Rationale and Myth of Thermoanalytical Kinetic Patterns: How to Model Reaction Mechanisms by the Euclidean and Fractal Geometry and by Logistic Approach

Abstract

Modeling tradition is reviewed within its historical maturity from Greek Plato to modern Penrose. Metaphors in non-isothermal kinetics achieved a wide application mostly employing models derived by means of undemanding isothermal descriptions. Geometrical basis of such modeling is revised and discussed in terms of symmetrical and asymmetrical (pentagonal) schemes. The properties of interface (reaction separating line) are found decisive in all cases of heterogeneous kinetics and can be acquainted with defects.
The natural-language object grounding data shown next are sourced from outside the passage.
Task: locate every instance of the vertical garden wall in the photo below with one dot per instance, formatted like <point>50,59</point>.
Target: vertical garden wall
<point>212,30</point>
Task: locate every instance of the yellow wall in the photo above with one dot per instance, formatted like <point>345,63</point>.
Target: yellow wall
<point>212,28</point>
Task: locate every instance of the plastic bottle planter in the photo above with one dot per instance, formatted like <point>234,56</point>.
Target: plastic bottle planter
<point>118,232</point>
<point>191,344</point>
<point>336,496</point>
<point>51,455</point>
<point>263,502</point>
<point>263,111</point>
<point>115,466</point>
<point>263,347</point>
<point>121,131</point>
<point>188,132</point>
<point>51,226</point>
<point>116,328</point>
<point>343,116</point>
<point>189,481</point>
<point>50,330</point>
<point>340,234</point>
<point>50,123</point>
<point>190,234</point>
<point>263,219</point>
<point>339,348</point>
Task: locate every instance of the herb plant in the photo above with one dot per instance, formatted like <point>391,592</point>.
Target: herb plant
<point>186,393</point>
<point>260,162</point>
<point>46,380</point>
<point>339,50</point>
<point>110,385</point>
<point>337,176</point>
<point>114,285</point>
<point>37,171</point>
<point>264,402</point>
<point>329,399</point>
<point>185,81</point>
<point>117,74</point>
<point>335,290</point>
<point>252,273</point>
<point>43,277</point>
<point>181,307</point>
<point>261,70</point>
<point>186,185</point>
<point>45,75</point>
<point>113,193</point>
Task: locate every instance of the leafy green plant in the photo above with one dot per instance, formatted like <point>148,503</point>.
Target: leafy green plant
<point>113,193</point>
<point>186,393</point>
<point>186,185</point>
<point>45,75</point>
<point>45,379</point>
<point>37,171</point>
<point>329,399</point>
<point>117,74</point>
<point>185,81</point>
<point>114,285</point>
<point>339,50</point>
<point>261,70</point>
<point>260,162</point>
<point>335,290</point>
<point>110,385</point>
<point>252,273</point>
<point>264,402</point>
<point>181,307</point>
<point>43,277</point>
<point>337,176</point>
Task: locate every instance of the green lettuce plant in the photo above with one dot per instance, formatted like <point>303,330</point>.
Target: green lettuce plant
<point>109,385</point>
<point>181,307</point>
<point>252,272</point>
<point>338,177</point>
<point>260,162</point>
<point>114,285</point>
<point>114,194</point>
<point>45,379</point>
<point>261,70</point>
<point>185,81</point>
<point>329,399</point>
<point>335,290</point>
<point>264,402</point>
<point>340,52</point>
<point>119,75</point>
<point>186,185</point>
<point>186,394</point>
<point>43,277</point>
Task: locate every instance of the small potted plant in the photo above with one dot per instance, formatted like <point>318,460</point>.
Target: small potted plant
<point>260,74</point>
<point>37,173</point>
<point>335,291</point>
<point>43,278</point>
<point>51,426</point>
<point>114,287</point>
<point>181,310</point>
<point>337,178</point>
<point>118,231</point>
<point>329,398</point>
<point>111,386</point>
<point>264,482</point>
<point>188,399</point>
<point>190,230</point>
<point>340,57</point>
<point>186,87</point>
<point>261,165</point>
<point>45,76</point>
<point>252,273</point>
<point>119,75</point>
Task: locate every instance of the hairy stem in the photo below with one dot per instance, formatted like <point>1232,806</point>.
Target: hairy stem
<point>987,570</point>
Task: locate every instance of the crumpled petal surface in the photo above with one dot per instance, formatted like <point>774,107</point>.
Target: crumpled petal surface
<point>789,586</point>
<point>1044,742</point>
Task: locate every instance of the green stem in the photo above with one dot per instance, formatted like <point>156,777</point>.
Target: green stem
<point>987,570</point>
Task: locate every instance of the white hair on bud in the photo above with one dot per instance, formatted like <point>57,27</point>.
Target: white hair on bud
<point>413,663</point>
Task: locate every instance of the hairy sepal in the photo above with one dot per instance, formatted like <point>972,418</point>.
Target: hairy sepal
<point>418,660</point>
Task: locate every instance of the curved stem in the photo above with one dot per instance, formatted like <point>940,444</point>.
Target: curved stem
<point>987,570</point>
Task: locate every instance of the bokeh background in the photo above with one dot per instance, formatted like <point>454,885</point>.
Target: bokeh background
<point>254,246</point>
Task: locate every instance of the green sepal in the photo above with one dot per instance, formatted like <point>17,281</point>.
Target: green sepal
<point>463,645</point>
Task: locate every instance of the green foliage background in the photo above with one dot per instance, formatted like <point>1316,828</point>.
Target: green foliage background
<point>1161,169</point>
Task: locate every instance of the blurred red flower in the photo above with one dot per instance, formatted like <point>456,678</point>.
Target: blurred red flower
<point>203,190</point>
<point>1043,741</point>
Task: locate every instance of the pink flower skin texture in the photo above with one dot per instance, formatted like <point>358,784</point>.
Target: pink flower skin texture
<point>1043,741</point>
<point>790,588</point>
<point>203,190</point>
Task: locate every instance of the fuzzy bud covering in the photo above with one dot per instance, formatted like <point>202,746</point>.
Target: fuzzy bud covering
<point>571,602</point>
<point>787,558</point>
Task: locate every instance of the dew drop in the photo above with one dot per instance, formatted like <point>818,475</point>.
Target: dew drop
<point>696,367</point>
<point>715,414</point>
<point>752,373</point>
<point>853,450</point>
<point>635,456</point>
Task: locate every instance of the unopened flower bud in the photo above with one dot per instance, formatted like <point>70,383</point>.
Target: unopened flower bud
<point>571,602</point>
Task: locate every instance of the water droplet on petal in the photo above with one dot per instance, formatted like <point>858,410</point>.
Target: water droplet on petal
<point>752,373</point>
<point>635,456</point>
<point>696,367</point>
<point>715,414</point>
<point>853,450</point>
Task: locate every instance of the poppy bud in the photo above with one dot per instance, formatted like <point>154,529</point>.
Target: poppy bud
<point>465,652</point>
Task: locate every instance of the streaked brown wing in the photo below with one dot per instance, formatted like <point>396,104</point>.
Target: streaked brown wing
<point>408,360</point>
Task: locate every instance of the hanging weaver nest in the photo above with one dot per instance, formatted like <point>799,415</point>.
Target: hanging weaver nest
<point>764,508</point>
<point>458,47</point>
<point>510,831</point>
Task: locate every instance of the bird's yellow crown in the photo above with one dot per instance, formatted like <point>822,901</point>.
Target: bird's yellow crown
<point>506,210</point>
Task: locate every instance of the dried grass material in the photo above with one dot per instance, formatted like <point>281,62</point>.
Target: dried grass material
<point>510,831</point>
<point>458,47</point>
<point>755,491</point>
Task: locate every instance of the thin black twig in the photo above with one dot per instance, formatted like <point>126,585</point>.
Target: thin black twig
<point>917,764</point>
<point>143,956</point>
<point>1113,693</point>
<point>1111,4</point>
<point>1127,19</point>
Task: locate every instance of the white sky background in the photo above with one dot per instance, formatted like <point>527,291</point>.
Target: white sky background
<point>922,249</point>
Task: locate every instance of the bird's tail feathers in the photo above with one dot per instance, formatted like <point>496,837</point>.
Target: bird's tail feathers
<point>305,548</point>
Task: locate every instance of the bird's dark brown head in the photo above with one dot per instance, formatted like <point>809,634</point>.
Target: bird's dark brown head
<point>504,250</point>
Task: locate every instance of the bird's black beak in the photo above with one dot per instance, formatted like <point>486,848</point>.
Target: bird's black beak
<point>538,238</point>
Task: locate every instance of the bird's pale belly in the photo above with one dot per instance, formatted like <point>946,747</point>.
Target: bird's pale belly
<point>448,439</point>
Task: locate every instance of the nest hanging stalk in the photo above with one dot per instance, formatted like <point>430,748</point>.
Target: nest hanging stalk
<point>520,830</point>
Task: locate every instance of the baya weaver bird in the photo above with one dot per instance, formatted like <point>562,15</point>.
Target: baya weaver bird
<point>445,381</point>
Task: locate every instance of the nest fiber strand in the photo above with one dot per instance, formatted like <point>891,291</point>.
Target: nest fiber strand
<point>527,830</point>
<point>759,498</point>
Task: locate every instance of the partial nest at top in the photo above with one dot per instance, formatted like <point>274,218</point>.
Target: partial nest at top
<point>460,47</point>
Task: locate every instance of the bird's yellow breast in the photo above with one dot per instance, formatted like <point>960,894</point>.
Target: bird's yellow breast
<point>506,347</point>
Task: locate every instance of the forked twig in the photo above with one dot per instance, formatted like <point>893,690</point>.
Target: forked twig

The use of yet atypical fractal geometry is accredited, and associated formal kinetic models based on non-integral power exponents are acknowledged. Mathematical commencement and impact of logistic models are used highlighting the Sesták–Berggren (SB) equationSestak-Berggren equation and the impact of logistic approach as a generalized exploit. Typical erroneous beliefs are dealt with showing common kinetic misinterpretation of measured data and associated mathematical manipulability of kinetic equations. The correction of a measured DTA peak is mentioned assuming the effects of heat inertia and temperature gradients. The chapter contains 117 references.